Wal-Mart Stores operates retail stores in various formats around the world. In the United States, Wal-Mart’s operation includes discount stores, supercenters, neighborhood markets, market-side, and Sam's Clubs. Its international division consists of operations in Argentina, Brazil, Canada, Chile, China, Costa Rica, El Salvador, Guatemala, Honduras, India, Japan, Mexico, Nicaragua, Puerto Rico and the United Kingdom. The company is headquartered in Bentonville, Arkansas and employs 2.1 million people to include full-time, part-time and seasonal employees (Walmart.com, 2010). The business operation of Wal-Mart is increasing continuously, which is causing an increase in the financial performance of the business. For the year ended January 31, 2000, Wal-Mart income increased by 8.5% to 14.93 billion from 13.75 billion a year ago. The company net income increased by 6.8% to 14.85 billion $13.90 billion in the year prior. Revenues were US$408.21 billion, up 0.9% from US$404.37 billion the year before. Operating income was US$23.95 billion versus $22.80 billion in the prior year, an increase of 5.1%. Direct operating expenses rose 0.2% to $304.66 billion from $304.06 billion in the comparable period the year before. Indirect operating expenses increased 2.7% to $79.61 billion from $77.52 billion in the equivalent prior-year period (www.mergent.com).

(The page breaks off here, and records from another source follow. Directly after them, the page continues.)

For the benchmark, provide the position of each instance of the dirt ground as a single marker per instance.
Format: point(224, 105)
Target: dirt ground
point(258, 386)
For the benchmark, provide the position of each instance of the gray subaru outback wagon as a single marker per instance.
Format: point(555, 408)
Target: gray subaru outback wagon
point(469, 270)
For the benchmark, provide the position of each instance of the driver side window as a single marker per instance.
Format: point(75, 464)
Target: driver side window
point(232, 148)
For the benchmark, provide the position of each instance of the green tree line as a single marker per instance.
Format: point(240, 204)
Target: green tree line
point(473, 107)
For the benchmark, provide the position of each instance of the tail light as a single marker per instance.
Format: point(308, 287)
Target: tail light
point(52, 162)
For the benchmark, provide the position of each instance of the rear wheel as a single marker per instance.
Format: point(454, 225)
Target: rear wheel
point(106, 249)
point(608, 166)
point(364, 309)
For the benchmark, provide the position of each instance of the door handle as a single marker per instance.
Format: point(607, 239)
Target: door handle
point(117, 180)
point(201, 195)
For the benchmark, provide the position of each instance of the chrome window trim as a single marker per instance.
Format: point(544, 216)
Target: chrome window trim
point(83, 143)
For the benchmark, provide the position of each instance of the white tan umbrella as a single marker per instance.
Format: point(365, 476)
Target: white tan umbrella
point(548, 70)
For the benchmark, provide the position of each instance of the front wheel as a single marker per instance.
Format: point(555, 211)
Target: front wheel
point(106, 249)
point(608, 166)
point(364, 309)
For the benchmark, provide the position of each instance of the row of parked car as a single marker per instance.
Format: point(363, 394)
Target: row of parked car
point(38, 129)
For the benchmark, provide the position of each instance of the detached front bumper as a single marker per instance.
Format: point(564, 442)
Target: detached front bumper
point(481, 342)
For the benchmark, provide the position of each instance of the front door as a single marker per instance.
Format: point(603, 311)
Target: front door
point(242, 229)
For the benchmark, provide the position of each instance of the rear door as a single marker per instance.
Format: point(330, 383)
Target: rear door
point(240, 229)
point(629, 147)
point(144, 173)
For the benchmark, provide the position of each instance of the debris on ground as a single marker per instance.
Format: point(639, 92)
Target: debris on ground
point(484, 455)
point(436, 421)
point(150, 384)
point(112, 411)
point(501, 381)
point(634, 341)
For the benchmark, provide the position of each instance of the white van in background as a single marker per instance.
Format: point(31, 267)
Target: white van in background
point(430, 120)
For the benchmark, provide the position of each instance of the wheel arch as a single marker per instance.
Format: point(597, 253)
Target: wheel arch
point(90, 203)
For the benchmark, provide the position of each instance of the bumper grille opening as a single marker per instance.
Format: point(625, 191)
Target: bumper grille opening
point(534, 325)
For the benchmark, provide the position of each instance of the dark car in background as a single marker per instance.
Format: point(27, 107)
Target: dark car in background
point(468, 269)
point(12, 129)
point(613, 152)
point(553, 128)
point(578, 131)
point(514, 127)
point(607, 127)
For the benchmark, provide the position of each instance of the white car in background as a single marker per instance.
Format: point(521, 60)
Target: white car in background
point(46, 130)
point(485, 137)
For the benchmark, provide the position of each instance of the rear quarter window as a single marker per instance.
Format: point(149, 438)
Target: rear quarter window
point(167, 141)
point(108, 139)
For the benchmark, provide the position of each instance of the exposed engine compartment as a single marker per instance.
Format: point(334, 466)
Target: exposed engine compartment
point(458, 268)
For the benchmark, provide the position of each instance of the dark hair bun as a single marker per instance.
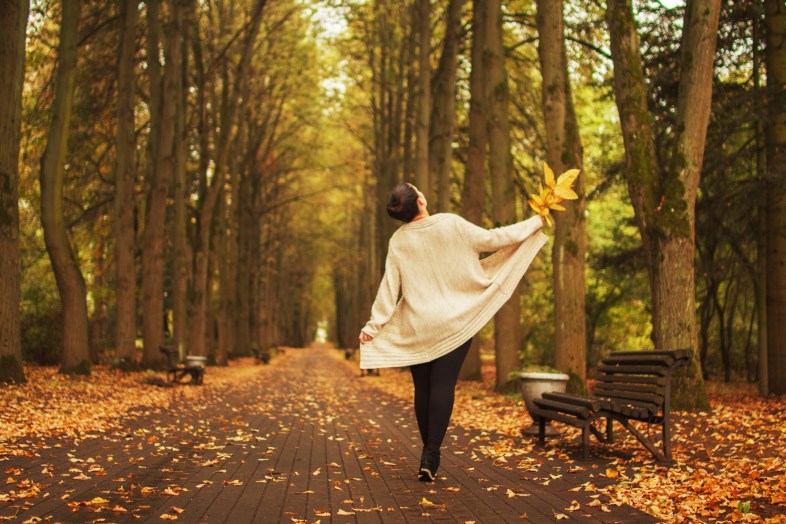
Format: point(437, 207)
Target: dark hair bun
point(403, 203)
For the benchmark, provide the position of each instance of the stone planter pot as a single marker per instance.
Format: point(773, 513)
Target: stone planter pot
point(532, 386)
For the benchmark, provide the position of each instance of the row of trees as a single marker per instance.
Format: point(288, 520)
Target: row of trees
point(662, 83)
point(169, 135)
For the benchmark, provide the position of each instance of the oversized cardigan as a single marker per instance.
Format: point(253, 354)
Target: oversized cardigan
point(437, 293)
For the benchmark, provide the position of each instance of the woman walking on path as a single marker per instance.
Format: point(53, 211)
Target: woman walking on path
point(436, 294)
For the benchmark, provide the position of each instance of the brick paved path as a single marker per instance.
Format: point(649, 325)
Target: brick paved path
point(304, 440)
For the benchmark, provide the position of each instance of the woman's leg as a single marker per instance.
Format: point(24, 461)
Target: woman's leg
point(421, 376)
point(444, 373)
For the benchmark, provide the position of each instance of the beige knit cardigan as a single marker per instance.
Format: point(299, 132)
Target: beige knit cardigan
point(437, 293)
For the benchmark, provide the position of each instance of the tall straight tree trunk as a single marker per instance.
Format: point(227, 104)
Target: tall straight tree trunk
point(423, 178)
point(155, 228)
point(181, 258)
point(563, 150)
point(775, 136)
point(664, 196)
point(13, 24)
point(125, 178)
point(70, 283)
point(473, 196)
point(199, 303)
point(154, 79)
point(443, 114)
point(507, 322)
point(760, 276)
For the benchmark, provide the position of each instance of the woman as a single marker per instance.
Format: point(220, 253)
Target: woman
point(435, 296)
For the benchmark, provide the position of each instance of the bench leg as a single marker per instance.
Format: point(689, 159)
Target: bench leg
point(666, 438)
point(542, 430)
point(644, 441)
point(585, 441)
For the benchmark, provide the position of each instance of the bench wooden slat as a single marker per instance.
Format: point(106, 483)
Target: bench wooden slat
point(638, 370)
point(559, 417)
point(676, 354)
point(589, 403)
point(654, 399)
point(633, 387)
point(640, 360)
point(634, 379)
point(562, 407)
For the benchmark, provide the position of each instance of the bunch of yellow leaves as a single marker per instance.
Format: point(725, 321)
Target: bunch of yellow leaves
point(555, 192)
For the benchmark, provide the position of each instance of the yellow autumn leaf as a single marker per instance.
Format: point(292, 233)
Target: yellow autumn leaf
point(426, 503)
point(548, 175)
point(565, 193)
point(566, 179)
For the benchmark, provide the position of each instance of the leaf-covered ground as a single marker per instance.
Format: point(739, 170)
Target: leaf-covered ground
point(730, 462)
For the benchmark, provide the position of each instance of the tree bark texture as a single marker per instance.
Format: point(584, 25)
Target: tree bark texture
point(761, 212)
point(153, 255)
point(507, 322)
point(423, 177)
point(473, 196)
point(181, 253)
point(775, 136)
point(70, 282)
point(225, 140)
point(563, 150)
point(13, 23)
point(664, 196)
point(443, 112)
point(125, 178)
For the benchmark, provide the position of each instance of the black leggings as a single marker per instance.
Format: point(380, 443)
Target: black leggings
point(435, 383)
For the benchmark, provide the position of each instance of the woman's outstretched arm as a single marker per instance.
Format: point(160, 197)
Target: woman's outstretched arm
point(484, 240)
point(385, 303)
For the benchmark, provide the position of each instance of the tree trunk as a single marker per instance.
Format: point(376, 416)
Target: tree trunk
point(775, 136)
point(473, 196)
point(13, 24)
point(443, 115)
point(760, 276)
point(70, 283)
point(199, 304)
point(155, 227)
point(181, 253)
point(422, 175)
point(664, 197)
point(507, 322)
point(563, 150)
point(125, 334)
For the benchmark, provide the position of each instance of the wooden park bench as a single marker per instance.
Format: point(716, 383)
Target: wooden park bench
point(176, 370)
point(631, 385)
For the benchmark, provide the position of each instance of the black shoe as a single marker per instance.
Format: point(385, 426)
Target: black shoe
point(429, 463)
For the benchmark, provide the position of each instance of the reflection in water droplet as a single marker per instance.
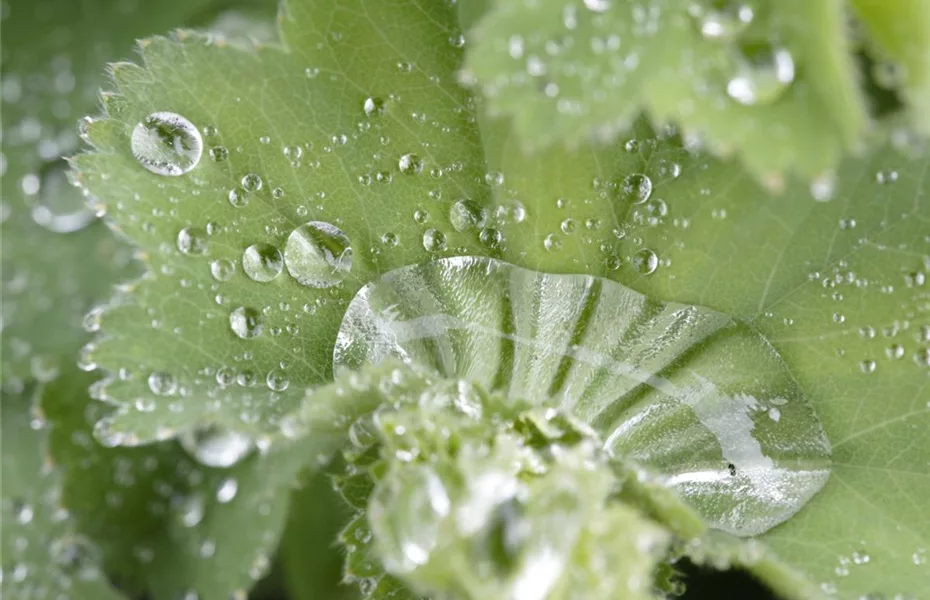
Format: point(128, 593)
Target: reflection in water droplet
point(59, 205)
point(246, 322)
point(166, 143)
point(318, 254)
point(764, 74)
point(262, 262)
point(215, 446)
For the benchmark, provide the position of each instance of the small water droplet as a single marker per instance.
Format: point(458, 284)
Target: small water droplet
point(166, 143)
point(410, 164)
point(192, 241)
point(262, 262)
point(318, 254)
point(222, 269)
point(645, 261)
point(636, 188)
point(763, 74)
point(467, 214)
point(434, 240)
point(162, 383)
point(216, 446)
point(246, 322)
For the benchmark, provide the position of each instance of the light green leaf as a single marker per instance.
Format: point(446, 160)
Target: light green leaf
point(900, 30)
point(773, 82)
point(164, 522)
point(41, 553)
point(57, 261)
point(379, 146)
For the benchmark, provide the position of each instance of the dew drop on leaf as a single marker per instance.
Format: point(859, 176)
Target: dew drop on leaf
point(763, 74)
point(59, 205)
point(636, 188)
point(410, 164)
point(645, 261)
point(318, 254)
point(467, 214)
point(246, 322)
point(683, 390)
point(166, 143)
point(192, 241)
point(262, 262)
point(215, 446)
point(162, 383)
point(434, 240)
point(725, 22)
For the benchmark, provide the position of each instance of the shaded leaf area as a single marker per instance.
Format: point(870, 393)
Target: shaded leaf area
point(375, 144)
point(452, 505)
point(772, 82)
point(166, 523)
point(42, 555)
point(899, 33)
point(57, 261)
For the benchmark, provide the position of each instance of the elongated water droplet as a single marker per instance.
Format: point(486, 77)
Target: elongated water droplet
point(318, 254)
point(215, 446)
point(262, 262)
point(763, 75)
point(685, 391)
point(246, 322)
point(166, 143)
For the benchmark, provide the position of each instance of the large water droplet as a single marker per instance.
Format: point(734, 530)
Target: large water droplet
point(262, 262)
point(166, 143)
point(59, 205)
point(764, 73)
point(215, 446)
point(246, 322)
point(318, 254)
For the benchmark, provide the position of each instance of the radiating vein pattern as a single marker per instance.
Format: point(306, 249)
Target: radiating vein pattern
point(686, 391)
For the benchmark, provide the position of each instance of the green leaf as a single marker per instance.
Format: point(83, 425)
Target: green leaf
point(41, 553)
point(345, 167)
point(57, 261)
point(900, 30)
point(774, 83)
point(166, 523)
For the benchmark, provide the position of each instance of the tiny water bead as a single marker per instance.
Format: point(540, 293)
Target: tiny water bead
point(262, 262)
point(763, 75)
point(434, 240)
point(192, 241)
point(467, 214)
point(636, 188)
point(318, 254)
point(166, 143)
point(645, 261)
point(723, 22)
point(410, 164)
point(59, 205)
point(698, 399)
point(215, 446)
point(246, 322)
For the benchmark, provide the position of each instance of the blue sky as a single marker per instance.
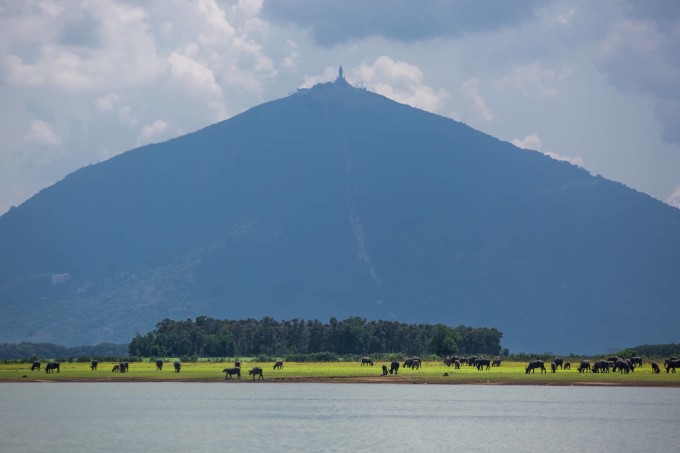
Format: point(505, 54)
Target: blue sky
point(594, 83)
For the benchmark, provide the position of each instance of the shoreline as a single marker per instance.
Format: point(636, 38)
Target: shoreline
point(357, 380)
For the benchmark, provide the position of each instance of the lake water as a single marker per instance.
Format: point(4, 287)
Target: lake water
point(253, 417)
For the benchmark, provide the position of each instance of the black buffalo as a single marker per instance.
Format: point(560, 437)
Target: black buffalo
point(672, 364)
point(257, 371)
point(535, 364)
point(600, 366)
point(481, 363)
point(229, 372)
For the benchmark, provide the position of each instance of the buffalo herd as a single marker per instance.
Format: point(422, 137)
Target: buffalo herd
point(611, 364)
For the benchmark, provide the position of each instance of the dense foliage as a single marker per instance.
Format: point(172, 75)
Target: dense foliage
point(47, 350)
point(230, 338)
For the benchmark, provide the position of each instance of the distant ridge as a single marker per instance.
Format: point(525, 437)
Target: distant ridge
point(336, 201)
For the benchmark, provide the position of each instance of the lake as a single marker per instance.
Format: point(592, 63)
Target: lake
point(253, 417)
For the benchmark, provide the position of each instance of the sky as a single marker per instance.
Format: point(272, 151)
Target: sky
point(593, 83)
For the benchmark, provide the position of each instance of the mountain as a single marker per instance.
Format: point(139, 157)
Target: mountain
point(335, 201)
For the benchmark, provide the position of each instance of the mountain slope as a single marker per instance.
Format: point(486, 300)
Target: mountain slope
point(335, 201)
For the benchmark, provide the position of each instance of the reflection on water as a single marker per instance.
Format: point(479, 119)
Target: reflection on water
point(249, 417)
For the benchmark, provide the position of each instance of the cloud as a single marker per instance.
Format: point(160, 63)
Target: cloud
point(640, 56)
point(42, 134)
point(532, 80)
point(469, 93)
point(331, 23)
point(533, 142)
point(674, 198)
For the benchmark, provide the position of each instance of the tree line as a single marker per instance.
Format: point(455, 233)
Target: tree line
point(208, 337)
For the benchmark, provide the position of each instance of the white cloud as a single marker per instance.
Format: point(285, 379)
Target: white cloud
point(469, 92)
point(43, 134)
point(402, 82)
point(674, 198)
point(154, 131)
point(531, 80)
point(533, 142)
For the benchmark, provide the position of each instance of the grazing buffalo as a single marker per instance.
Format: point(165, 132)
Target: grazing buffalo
point(412, 362)
point(622, 365)
point(229, 372)
point(535, 364)
point(451, 361)
point(672, 364)
point(257, 371)
point(481, 363)
point(600, 366)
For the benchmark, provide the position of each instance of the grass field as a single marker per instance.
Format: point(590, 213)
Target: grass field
point(430, 373)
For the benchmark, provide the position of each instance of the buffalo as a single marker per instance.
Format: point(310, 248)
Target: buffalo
point(366, 361)
point(672, 364)
point(535, 364)
point(481, 363)
point(600, 366)
point(257, 371)
point(228, 372)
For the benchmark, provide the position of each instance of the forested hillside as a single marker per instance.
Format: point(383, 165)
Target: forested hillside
point(207, 337)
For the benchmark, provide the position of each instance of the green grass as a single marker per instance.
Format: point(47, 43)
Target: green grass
point(431, 372)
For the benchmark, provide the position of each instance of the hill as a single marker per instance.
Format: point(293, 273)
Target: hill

Target Business Summary & Financial Health
Target Corporation is a retailer which operates large format general merchandise and food discount stores in the United States, which include Target and Super-Target stores. The company is headquartered in Minneapolis, Minnesota and employs 351,000 people to include full-time, part-time and seasonal employees (Target.com, 2010). For the year ended Jan 30 2010, net income increased 12.4% to $2.49 billion from $2.21 billion in the prior year. Revenues were $65.36 billion, up 0.6% from $64.95 billion the year before. Operating income was $4.67 billion versus $4.40 billion in the prior year, an increase of 6.2%. Direct operating expenses declined 0.4% to $45.58 billion from $45.77 billion in the comparable period the year before. Indirect operating expenses increased 2.2% to $15.10 billion from $14.78 billion in the equivalent prior-year period (www.mergent.com).
Profitability Ratio Net Profit Margin is a profitability ratio that indicates how much profit a company makes for every dollars it generates in revenue or sales (Investopedia, 2010). Target net profit margin has slightly fluctuated while Wal-Mart’s has been consistent. Over the past three years, Target has had a great profit margin than that of Wal-Mart.
|NET PROFIT MARGIN |
| |2010 |2009 |2008 |
|Target (TGT) |3.81 |3.4 |4.5 |
|Wal-Mart (WMT) |3.51 |3.31 |3.4 |
Return on equity measures a corporation's profitability by revealing how much profit a company generates with the money shareholders have invested (Investopedia, 2010). Wal-Mart’s return on equity has been very consistent over the past three year and has grown slightly. On the other hand, Target’s return on equity has decreased by 1 point each year.